During the positioning process, acquiring distance information is a crucial step for smartphones. However, challenges arise in obtaining reliable distance information due to factors like indoor multipath and human obstruction. Even though we utilize the smartphone’s internal microphone for signal reception, its quality is compromised by the presence of the phone case. The signal received is inferior to that obtained by using the custom-made microphone. To enhance the reliability of distance measurement, we have devised coarse detection and fine detection techniques. During the coarse detection stage, we employ a combination of spectral subtraction and MF-backtracking to ascertain the approximate starting position of the receiving signal.
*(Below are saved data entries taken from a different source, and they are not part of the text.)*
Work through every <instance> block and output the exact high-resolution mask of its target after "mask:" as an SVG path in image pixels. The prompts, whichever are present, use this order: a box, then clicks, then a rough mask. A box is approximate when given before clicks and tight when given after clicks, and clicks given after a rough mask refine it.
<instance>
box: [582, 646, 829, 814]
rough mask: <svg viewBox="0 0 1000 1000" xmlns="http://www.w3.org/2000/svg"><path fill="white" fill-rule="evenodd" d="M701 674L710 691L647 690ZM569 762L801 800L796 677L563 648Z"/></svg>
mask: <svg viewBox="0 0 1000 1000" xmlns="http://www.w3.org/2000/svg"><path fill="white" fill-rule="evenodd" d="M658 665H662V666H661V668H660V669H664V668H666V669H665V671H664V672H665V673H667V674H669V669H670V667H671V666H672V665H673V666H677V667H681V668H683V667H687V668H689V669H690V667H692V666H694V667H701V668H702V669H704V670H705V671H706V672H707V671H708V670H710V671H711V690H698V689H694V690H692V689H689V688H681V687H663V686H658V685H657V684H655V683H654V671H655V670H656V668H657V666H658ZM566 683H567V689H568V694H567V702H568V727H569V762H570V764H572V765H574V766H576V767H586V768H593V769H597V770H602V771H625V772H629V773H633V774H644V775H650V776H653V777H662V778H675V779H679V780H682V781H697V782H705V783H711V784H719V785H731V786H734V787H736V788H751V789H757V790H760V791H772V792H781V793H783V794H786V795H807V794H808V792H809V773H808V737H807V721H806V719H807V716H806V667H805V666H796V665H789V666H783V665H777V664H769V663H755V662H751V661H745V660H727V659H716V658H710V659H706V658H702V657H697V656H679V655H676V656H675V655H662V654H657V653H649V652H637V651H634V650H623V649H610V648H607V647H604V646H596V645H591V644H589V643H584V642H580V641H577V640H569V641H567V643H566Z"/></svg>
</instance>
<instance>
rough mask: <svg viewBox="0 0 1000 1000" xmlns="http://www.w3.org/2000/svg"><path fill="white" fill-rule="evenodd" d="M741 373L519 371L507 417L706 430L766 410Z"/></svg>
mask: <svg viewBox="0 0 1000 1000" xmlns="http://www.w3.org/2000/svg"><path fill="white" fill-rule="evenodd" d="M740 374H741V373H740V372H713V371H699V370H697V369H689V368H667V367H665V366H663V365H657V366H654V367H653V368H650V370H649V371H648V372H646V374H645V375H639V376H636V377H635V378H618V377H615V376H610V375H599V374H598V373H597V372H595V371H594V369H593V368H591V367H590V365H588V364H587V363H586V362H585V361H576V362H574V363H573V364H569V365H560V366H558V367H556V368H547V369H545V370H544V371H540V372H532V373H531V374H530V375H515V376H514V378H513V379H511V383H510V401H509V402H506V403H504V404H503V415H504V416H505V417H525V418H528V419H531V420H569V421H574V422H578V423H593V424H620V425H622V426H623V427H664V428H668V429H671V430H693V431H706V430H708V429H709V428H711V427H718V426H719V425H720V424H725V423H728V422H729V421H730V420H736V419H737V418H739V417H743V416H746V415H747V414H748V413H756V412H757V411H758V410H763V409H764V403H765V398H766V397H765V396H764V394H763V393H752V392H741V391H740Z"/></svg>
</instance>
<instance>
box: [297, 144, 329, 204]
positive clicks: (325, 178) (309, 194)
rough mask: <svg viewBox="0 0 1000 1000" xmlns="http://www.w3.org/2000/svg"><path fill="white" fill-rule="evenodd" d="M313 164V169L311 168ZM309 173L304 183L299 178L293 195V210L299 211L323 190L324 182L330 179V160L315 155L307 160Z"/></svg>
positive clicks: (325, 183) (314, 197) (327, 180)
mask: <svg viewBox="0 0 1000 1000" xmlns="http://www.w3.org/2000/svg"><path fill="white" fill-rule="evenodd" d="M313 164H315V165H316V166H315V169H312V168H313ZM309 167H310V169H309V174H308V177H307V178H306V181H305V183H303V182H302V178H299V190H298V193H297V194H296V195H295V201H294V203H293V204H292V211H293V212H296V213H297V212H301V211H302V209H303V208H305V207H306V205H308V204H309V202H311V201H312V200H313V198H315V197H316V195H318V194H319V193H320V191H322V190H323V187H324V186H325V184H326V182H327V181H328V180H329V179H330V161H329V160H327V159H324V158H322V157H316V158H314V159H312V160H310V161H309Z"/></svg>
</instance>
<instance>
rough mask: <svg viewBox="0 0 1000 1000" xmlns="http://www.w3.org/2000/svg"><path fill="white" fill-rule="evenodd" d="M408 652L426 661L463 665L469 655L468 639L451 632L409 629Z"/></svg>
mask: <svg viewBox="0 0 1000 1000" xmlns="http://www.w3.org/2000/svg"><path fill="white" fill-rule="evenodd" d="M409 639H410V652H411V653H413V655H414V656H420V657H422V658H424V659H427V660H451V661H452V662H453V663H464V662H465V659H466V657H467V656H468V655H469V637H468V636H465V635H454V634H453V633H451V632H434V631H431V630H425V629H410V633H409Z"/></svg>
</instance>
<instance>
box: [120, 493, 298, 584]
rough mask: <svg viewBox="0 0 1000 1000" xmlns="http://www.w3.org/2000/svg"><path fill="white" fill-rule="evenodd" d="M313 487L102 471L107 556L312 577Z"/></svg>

During the fine detection stage, we combine the multi-threshold grouping method with normalization techniques to enhance the intensity of the first path and improve the accuracy of detection.
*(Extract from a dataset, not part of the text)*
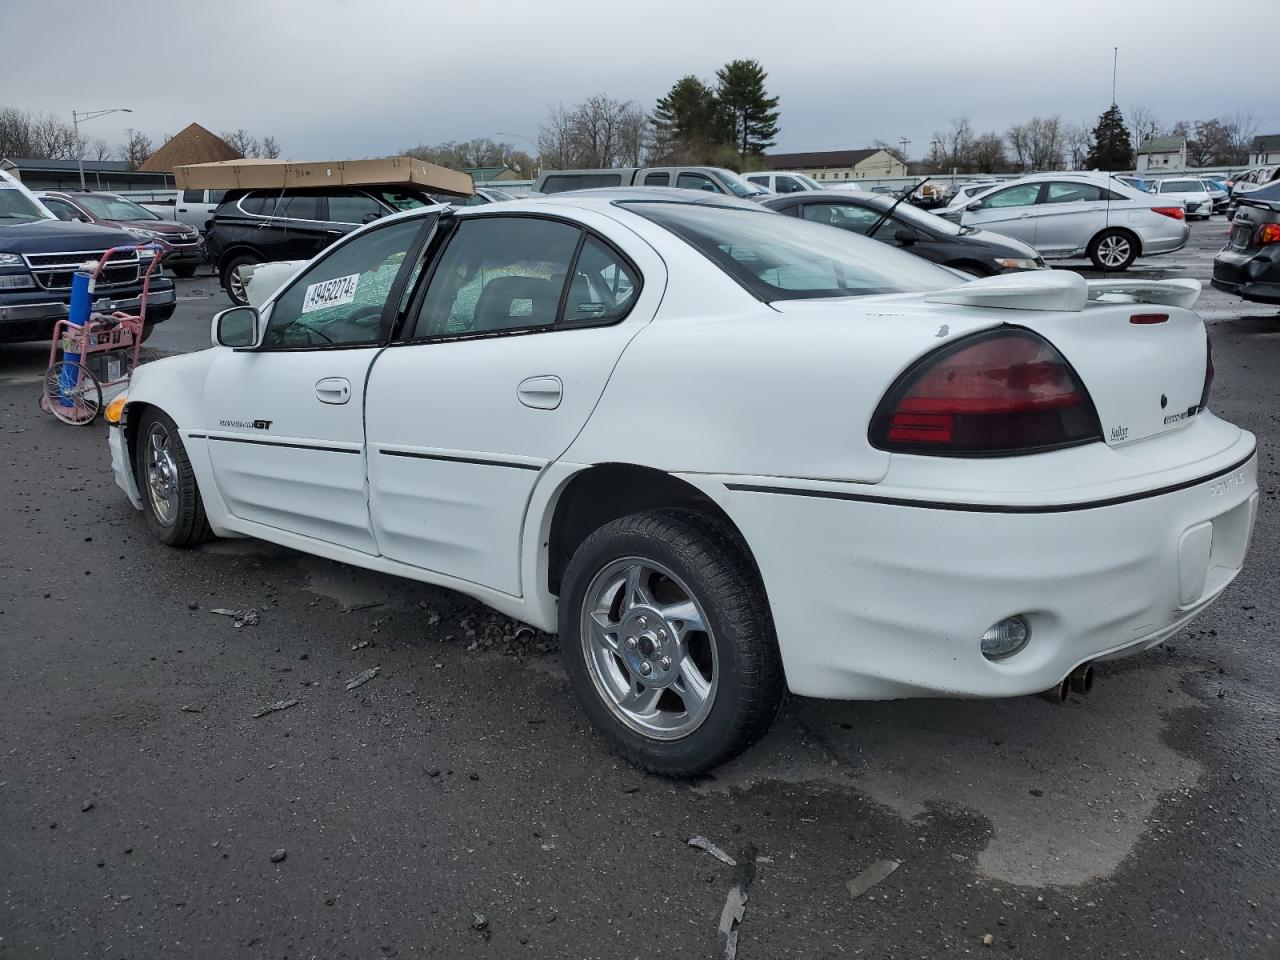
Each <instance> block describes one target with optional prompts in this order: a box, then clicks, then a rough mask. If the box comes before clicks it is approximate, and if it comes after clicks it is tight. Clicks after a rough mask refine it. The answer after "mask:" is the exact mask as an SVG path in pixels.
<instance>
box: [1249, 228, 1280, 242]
mask: <svg viewBox="0 0 1280 960" xmlns="http://www.w3.org/2000/svg"><path fill="white" fill-rule="evenodd" d="M1253 242H1254V243H1257V244H1258V246H1260V247H1261V246H1266V244H1267V243H1280V223H1265V224H1262V225H1261V227H1258V229H1257V230H1254V232H1253Z"/></svg>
Acoustic indoor positioning technology leverages microphones and speakers for localization, and it possesses the following characteristics: Due to the relatively slower propagation speed of sound compared with radio frequencies, the synchronization requirements for achieving high-precision acoustic positioning are reduced. For location-based service providers, although deploying acoustic nodes indoors is necessary for acoustic indoor positioning technology, the affordability of commercial acoustic components is expected to enable cost-effective infrastructure investments while achieving sub-meter-level high-precision indoor positioning. For users, since microphones and speakers are standard features on handheld mobile devices, they can receive high-precision positioning services without any additional costs. These advantages have sparked an increasing interest among researchers in the field of acoustic indoor positioning technology. We also took these advantages into consideration and developed the RATBILS system. Specifically, we have conducted the following work:
- (1)
We have designed an active sensing system that allows smartphones to determine their location information without requiring any additional sensors for users.
- (2)
We propose a robust time-delay estimation algorithm, referred to as the coarse detection and fine detection method, which provides a reliable guarantee for accurate TDOA measurements and localization.
- (3)
We have designed a FIR-MF detector for detection of encoded chirp signals transmitted by different acoustic nodes.
- (4)
Our method is capable of adapting to adverse conditions such as human body occlusion and strong multipath interference through coarse and fine detection.
- (5)
Our extensive experimental results demonstrate that our proposed system exhibits accuracy and robustness for smartphone localization across two real-world scenarios.